The world's simplest ice cream

My actual plan was to make something rather complicated. It was going to be a Thai lime ice cream flavored with kaffir lime leaves, lime juice and zest (the regular sort, not kaffir, as my little kaffir lime tree hasn't borne any fruit yet) and ginger over a base of coconut milk and condensed milk. But when I opened my can of sweetened condensed milk I found it full of dulce de leche. Disconcerting, but you can make dulce de leche by heating an unopened can of condensed milk in the oven or immersing it in simmering water for a couple hours so it's explicable. It's not like the can was full of green beans. It must have been left to sit in an extraordinarily hot warehouse for a while. This is what happens when I shop at my lousy corner bodega.

Kaffir lime's not going to hold up against the caramel flavor of dulce de leche, but waste not want not. One can coconut milk plus one can dulce de leche equals one batch of coconut dulce de leche ice cream mix. I added a pinch of salt and a dash of vanilla, but that's certainly optional. And, since it had thickened into pudding in the refrigerator, I stirred in a half cup of milk just before churning. Maybe it's getting a little complicated in practice, but it's simple at heart.

The texture is perfectly smooth, luscious and creamy. I was afraid that it was going to freeze up hard, but nope. Part of it may be that I gave it a full 20 minutes of churning, but I'm getting convinced that it's the coconut milk that really does the trick. I'm curious enough that I might actually try the experiments I mentioned last time to pin down just how strong that effect is.

The flavor isn't terribly subtle or sophisticated, but it's milk caramel with notes of coconut; Who needs subtle when you're straightforwardly yummy? The coconut flavor increases as it melts (which it does quite quickly) so there's some interesting variation between spoonfuls. I like that the flavor doesn't hit you over the head. Caramel flavors can often be big, bright and artificial. This ice cream's flavor isn't understated, but it isn't overstated either. It's just there at the right level.

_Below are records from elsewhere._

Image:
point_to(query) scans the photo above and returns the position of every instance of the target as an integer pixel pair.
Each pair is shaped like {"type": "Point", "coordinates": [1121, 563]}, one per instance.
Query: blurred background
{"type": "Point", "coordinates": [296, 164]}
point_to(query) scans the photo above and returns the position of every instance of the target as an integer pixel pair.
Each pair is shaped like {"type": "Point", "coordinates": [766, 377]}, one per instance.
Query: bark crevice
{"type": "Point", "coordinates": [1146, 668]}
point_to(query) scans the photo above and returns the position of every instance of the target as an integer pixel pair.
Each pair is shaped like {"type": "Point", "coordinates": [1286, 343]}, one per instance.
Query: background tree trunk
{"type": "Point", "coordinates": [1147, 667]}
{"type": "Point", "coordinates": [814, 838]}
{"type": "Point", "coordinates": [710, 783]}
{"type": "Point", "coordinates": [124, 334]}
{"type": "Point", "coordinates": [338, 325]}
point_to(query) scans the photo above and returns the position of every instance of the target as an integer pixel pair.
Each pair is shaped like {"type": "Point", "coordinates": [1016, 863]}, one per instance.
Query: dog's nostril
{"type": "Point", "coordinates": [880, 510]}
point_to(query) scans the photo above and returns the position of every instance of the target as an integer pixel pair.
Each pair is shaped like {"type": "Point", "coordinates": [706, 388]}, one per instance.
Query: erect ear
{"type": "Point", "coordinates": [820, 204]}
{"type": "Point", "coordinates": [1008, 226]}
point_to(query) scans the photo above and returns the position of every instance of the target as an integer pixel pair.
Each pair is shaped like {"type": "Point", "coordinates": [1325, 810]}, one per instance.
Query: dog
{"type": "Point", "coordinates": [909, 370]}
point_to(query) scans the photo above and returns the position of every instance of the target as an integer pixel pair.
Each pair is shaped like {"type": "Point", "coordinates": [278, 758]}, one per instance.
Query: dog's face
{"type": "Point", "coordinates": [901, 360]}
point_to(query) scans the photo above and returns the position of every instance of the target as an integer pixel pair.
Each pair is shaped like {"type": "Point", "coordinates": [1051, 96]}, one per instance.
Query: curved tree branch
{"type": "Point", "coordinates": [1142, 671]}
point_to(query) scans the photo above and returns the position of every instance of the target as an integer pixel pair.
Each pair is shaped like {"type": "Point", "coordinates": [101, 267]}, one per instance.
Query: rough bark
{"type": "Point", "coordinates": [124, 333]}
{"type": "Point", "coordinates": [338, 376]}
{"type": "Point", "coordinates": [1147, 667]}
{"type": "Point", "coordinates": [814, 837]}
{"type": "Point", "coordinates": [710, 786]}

If I were going to complicate this, I think I might add chocolate in some form and/or bananas. Or maybe pineapple and allspice would be nice.

And, on second thought, I don't think the flavor of kaffir lime leaf in my original plan would have stood up to condensed milk or maybe any dairy at all. Kaffir lime sorbet is probably a better idea. I'll have to work on that.


LaDivaCucina said...

When life hands you dulce de leche, make ice cream!

kat said...

I want to do a salted caramel ice cream, this might give me a good starting point since I have dulce de leche in the cupboard

billjac said...

That's not a bad idea. Once you add caramel to a dairy base it become pretty near indistinguishable from dulce de leche, and using the ready-made saves you the tricky business of getting the caramel cooked without burning.

Salted caramel ice cream's been on my to-do list for quite some time. I think I'll salt a scoop of this ice cream later today to get a sense of what it might be like.